Mini hockey or Minkey is a modified form of field hockey designed for primary school children.    

The Minkey is derived from "MINi hocKEY", and originated in Australia more than 20 years ago. It is currently offered in under-7 and under-9 variants throughout Australia, on more-or-less half-sized fields, and with simplified rules. A similar game is popular in Canada where it is generally referred to as "mini hockey." The Canadian version is usually unstructured and played by children with "mini hockey sticks" approximately 20 inches in length inside homes and schools, although some more structured leagues do exist.

Field

The Mini hockey field is a cut down and simplified version of the full hockey field.

The dimensions of the field are as follows:

Note: The Mini hockey field sizes are approximate, and can be adjusted to suit the available space and size of players.

Rules

Each field has at least one marker at each corner, on the centre line at each side, and 10 metres from each back line on each side. The goals consist of a marker on each side, or some mechanism at least half a metre deep to catch the ball .

Mini hockey teams are made up of 6 players ( in the under-7s game ) or 7 players (in the under-9s game), of both sexes.

Games consist of two 15-minute periods. To start the game, a face off is taken on the centre line. Each team is required to be in their own half prior to the ball being pushed. After each goal, the non-scoring team restarts the game, with a face off on the centre line.

A goal is scored when the ball is hit or pushed from within the opponents' defensive zone, and then passes into or through the opponents' goal. If the ball goes over the side line, the opposing team shall have a free push at the point where the ball crossed the line.  If the ball goes over the back line, the opposing team shall have a free push on the 10 metre line opposite the point where the ball went over the back line. 

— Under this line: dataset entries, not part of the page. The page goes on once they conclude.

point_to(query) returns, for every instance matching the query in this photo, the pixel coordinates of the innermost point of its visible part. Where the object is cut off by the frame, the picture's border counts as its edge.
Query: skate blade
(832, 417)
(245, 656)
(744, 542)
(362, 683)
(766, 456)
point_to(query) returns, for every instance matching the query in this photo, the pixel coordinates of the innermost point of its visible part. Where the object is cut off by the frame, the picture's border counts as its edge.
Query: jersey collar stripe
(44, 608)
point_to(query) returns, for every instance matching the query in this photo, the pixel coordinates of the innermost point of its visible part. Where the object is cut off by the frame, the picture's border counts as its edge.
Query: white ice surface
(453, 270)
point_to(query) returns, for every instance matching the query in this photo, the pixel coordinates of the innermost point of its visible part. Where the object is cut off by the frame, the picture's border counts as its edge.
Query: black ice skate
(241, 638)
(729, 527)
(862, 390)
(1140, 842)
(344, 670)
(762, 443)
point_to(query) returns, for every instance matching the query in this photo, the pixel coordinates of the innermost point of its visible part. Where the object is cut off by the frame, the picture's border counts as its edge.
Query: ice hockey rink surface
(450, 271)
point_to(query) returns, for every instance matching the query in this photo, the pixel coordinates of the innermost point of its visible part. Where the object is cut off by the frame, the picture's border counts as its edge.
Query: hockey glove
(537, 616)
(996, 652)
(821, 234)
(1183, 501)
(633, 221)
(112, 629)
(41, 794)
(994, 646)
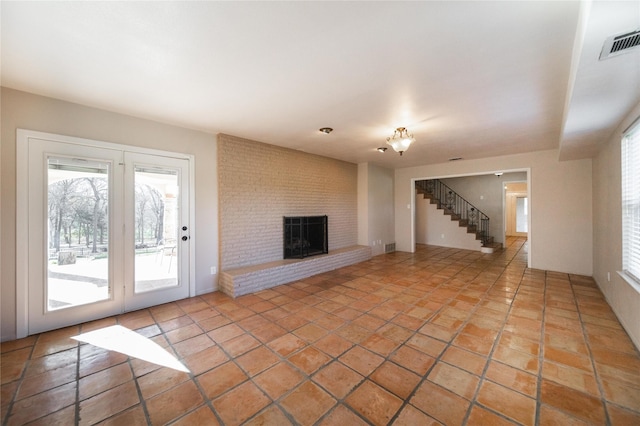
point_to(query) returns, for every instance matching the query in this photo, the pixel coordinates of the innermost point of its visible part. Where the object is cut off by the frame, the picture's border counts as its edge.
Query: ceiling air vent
(617, 45)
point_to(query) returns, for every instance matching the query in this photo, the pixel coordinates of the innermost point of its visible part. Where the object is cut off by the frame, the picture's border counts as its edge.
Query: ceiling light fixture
(401, 140)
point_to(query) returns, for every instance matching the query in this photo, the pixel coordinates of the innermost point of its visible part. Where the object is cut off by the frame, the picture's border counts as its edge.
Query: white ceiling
(469, 79)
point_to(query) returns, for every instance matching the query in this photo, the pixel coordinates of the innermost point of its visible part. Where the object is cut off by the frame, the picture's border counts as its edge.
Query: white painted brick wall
(261, 183)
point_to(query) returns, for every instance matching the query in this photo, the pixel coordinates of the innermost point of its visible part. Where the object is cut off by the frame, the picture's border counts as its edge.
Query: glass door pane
(158, 244)
(156, 228)
(78, 232)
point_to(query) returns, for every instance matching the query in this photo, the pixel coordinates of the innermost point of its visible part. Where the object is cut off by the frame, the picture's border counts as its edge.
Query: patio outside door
(108, 232)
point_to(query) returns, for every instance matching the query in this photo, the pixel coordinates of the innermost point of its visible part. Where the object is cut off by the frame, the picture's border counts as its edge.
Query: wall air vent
(617, 45)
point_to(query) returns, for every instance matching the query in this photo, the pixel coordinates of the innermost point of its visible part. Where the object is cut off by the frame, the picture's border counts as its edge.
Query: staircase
(460, 210)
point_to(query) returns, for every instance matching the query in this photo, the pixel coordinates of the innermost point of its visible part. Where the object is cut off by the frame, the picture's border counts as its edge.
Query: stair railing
(454, 204)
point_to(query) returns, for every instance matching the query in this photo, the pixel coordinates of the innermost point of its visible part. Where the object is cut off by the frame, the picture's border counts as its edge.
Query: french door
(107, 230)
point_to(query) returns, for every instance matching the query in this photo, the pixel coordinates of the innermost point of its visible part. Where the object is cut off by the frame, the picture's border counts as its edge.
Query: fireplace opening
(305, 236)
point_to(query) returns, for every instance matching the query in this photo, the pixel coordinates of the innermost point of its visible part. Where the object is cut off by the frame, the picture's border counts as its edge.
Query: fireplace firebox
(305, 236)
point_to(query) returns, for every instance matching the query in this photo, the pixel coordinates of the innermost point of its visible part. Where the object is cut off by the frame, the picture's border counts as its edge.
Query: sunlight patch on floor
(128, 342)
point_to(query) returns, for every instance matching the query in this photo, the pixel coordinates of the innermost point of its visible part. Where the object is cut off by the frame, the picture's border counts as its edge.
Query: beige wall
(31, 112)
(375, 207)
(623, 297)
(561, 234)
(261, 183)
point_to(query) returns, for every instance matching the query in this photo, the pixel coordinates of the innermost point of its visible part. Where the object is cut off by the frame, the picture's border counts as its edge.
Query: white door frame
(22, 209)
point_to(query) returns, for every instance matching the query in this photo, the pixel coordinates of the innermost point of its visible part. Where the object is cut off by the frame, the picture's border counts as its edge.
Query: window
(631, 202)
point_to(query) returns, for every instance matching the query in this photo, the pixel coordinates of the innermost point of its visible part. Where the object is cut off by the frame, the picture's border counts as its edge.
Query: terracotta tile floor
(442, 336)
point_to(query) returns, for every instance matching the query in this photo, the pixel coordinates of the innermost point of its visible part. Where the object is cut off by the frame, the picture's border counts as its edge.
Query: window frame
(630, 202)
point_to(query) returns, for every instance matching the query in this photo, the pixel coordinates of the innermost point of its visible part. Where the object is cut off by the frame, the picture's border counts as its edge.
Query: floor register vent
(617, 45)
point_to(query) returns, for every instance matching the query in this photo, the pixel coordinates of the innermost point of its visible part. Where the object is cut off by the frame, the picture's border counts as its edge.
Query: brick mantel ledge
(251, 279)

A free hit (a free push for under-7 games) is awarded to the opposing team for any player:
 raising the stick above waist height;
 playing the ball deliberately with their feet or hands
 playing the ball deliberately with the rounded side of the stick
 raising the ball above knee height
 obstructing an opponent i.e. placing their body between the ball and the opponent
 criticising or ridiculing another player or the umpire
 hitting another player or the umpire, or another player's stick with their own
 making up a third player playing the ball

All players must be 5 metres away when a free hit is taken.  Accidental infringements in defensive zones result in a free hit to the opposing team on the 10 metre line, in line with the point where the infringement took place

Safety
In the interests of safety  players are strongly encouraged to wear a mouth guard and  shin guards for both training and playing. At no time should a player, coach or any other person at Mini hockey swing a stick so that it is raised above waist height. No more than six players (for under-7s) or seven players (for under-9s) be allowed on the field at any one time. But some players do choose to wear goggles as to not have their eyes gouged by an opposing players stick.